While the chimp's early work, with its more naturalistic style, was once believed to have been a carefully articulated rejection of the bourgeois artifice of cinéma de qualité , the emergence of Chimp Cinema is now widely held to be a response to the fact that chimpanzees are wild animals and some PhD student gave them a camera.
"Look, we were relatively young," said Luis the Chimp, speaking in the film's commentary, "and we were a group of chimpanzees who'd been given a box with a camera in it. Looking back, I realize that no one in the world was better positioned than us to make a film that commented on the essential absurdity of mankind.
"Some moron gave us a camera and airtime on the BBC. I think the whole absurdity-versus-meaning question was answered right there.
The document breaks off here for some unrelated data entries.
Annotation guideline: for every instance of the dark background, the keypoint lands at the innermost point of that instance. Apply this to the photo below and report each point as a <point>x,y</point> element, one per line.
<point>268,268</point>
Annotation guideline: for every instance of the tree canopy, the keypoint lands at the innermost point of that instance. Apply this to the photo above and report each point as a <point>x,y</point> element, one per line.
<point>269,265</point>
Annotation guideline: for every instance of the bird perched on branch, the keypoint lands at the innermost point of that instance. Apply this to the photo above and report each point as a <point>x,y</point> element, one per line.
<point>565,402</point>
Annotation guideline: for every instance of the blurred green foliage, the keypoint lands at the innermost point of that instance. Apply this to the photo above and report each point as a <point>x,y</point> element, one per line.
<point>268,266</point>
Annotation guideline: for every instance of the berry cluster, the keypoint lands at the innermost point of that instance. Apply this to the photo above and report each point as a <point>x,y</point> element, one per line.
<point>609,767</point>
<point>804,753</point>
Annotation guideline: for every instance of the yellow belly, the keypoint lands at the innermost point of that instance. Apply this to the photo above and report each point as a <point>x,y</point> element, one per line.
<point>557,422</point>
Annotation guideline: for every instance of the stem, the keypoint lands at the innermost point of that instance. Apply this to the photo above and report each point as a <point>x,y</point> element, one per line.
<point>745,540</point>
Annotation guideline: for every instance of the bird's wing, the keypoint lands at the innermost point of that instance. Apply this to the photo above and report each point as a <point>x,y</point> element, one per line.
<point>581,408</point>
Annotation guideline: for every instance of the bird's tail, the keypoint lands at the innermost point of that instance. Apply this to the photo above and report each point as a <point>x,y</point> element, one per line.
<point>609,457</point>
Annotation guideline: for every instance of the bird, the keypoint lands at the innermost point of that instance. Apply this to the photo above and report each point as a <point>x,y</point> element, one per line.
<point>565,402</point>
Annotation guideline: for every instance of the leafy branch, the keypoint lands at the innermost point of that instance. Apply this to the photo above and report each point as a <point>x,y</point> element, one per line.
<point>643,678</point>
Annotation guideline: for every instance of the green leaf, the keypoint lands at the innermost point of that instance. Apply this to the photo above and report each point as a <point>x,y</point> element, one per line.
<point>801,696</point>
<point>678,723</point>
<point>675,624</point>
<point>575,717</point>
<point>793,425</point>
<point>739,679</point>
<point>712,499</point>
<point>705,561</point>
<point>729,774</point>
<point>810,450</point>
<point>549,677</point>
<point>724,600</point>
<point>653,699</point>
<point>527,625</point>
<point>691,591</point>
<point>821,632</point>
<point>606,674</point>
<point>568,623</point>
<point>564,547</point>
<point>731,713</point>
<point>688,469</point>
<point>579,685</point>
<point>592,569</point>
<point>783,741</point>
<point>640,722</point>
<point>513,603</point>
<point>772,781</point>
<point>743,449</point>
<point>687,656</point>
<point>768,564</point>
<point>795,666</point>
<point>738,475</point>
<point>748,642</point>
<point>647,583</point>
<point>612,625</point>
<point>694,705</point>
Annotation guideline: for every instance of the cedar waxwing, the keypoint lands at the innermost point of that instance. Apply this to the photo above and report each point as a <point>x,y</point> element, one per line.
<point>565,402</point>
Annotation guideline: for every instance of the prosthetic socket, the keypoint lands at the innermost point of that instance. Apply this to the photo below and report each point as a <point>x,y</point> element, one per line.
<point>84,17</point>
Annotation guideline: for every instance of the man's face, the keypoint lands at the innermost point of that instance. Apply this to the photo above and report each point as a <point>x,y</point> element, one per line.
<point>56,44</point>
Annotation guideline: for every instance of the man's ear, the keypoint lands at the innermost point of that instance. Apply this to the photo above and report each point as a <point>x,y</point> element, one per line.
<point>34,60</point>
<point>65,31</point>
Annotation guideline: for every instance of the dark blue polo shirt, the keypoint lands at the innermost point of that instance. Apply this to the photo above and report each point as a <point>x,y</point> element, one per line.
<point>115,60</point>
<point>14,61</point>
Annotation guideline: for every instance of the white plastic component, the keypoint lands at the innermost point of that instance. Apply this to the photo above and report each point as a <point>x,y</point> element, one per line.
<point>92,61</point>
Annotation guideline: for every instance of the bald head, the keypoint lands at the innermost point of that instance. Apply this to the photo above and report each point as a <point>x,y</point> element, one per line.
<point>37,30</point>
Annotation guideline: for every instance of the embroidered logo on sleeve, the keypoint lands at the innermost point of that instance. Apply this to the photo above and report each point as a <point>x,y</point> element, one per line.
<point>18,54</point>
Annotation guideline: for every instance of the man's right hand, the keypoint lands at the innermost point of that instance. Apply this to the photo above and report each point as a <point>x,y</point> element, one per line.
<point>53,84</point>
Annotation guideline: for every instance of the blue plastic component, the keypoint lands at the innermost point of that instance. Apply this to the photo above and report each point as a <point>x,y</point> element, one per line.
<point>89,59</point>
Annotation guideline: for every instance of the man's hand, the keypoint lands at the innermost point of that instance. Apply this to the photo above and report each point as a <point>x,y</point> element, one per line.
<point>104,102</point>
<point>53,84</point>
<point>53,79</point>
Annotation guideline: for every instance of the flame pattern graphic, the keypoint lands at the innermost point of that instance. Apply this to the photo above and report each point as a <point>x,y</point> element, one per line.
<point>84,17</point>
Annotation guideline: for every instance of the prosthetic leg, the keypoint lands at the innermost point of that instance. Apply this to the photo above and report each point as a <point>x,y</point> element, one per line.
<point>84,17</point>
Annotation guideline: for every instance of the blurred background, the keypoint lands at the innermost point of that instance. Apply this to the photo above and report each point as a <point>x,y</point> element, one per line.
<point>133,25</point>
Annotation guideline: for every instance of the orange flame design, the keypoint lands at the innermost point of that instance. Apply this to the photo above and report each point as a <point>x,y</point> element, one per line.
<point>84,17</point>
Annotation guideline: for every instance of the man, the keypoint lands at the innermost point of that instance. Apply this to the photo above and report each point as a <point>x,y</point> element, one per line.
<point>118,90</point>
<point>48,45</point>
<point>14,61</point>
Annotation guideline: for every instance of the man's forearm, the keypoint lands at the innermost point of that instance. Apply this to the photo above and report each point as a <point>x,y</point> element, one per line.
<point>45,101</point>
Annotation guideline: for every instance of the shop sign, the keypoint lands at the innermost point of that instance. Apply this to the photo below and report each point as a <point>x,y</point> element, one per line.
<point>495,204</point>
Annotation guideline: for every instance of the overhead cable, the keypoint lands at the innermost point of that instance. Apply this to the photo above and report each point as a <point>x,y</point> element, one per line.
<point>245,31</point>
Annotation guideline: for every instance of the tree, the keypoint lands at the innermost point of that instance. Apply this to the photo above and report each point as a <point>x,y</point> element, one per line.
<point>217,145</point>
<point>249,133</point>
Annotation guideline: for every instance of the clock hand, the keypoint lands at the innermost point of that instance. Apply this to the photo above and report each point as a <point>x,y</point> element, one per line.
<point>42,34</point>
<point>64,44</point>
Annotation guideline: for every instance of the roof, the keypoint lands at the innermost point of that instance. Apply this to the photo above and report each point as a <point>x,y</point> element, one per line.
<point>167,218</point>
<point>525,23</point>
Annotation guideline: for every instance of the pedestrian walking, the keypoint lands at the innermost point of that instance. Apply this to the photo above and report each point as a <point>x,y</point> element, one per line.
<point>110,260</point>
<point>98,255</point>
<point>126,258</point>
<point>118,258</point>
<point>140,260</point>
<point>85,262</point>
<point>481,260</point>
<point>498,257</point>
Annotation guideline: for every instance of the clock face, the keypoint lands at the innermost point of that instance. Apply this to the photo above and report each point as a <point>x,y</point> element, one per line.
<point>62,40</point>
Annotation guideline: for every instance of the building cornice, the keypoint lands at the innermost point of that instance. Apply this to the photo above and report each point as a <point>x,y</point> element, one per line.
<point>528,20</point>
Same as when they gave a camera to Kevin Costner.
"We had our champions: Pauline Kael once said to me, shortly before I bit her really hard on the arm, that 'we encourage creativity among the mediocre, but real bursting creativity appalls us. We put it down as undisciplined, as somehow too much.'
"I believe she was referring to the scene where I peed on the camera. I picked bugs off her for saying that. True story.
"But do I really think that we were iconoclasts, self-consciously attacking the medium on which we'd suckled? No. I keep telling, you, damn it, we're chimpanzees! We're dumber than two blocks of wood. All I'm thinking about right now is putting that red plastic bucket over my head, having sex with Babette, sticking some straw up my nose and then maybe going back to doing the bucket thing again."
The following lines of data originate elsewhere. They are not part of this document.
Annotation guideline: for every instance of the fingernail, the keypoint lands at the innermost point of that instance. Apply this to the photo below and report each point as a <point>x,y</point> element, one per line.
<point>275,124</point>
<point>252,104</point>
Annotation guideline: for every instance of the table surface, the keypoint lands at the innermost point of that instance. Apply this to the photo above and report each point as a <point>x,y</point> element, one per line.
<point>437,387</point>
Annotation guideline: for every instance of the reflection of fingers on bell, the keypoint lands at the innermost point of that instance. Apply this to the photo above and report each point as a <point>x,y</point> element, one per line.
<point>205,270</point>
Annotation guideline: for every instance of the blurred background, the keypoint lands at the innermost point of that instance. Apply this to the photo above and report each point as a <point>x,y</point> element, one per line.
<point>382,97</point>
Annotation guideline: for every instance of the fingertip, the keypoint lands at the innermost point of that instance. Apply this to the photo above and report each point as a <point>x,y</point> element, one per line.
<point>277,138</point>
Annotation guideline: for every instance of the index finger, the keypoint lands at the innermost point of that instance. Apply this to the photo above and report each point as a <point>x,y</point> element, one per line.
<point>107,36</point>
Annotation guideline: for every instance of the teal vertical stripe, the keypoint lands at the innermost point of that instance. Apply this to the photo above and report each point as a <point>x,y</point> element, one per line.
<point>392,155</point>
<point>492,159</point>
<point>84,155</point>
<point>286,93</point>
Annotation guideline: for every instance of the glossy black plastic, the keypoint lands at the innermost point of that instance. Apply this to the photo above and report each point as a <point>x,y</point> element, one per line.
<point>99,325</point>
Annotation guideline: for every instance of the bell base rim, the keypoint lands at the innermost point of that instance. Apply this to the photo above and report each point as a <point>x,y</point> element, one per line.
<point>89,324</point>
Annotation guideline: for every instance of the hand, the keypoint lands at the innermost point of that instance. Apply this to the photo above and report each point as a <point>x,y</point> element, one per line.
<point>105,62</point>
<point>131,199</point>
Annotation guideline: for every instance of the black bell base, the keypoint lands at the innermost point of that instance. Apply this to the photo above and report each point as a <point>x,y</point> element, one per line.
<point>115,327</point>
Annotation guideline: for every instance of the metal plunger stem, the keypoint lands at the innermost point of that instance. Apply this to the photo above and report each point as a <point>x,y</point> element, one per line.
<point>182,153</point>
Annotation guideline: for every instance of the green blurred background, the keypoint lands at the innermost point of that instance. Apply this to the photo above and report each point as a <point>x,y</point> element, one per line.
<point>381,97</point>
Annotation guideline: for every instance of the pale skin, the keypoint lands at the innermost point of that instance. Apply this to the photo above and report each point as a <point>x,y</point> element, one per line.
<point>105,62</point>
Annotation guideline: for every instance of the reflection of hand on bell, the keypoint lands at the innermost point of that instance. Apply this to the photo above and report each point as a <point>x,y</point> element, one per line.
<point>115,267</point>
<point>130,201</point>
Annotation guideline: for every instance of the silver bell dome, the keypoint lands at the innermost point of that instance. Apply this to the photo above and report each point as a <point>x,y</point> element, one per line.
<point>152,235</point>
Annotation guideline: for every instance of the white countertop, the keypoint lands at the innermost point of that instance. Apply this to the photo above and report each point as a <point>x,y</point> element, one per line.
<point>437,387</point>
"'Oh, how innovative,' critics said," sighed Bingo, one of the movement's leading auteurs, speaking from his home in the south of a zoo enclosure, "'They shot outdoors.' Of course we shot outdoors. We're chimpanzees! No one in their right mind would let us inside a house. Seriously, I want to throw poo at you so bad right now, I can taste it. There, I just did. Not bad.
"The truth is, I had this whole homage to Buñuel thing planned where I humped Cassie in a stone church, beside an altar, covered in bananas. We wrote a lot of fruit into our scripts back then," Bingo chuckled, scratching his hairy ass and then opening his mouth really wide before closing it again for no apparent reason.
"But ultimately we couldn't get the permits. 'Keep the damn monkeys out of my church!' the priests yelled. Yeah, we shot outdoors."
Bingo, in his 2013 autobiography, Oh For Heaven's Sake, Now They've Given Me a Typewriter , confessed that the movement's experimental use of jump cuts was also born of necessity, after the group's second A.D., Bing-Bing, ate large sections of the first reel.
"The truth is, the producers knew they'd made a mistake the second they ran out of cocaine and read their own internal memos."
"Who the hell green-lit this chimps-with-cameras project?" executive producer Sandra Green was quoted as saying. "Oh, well, just don't let Tom Cruise near it and we'll fix it in post."
The rest, as they say, is film history.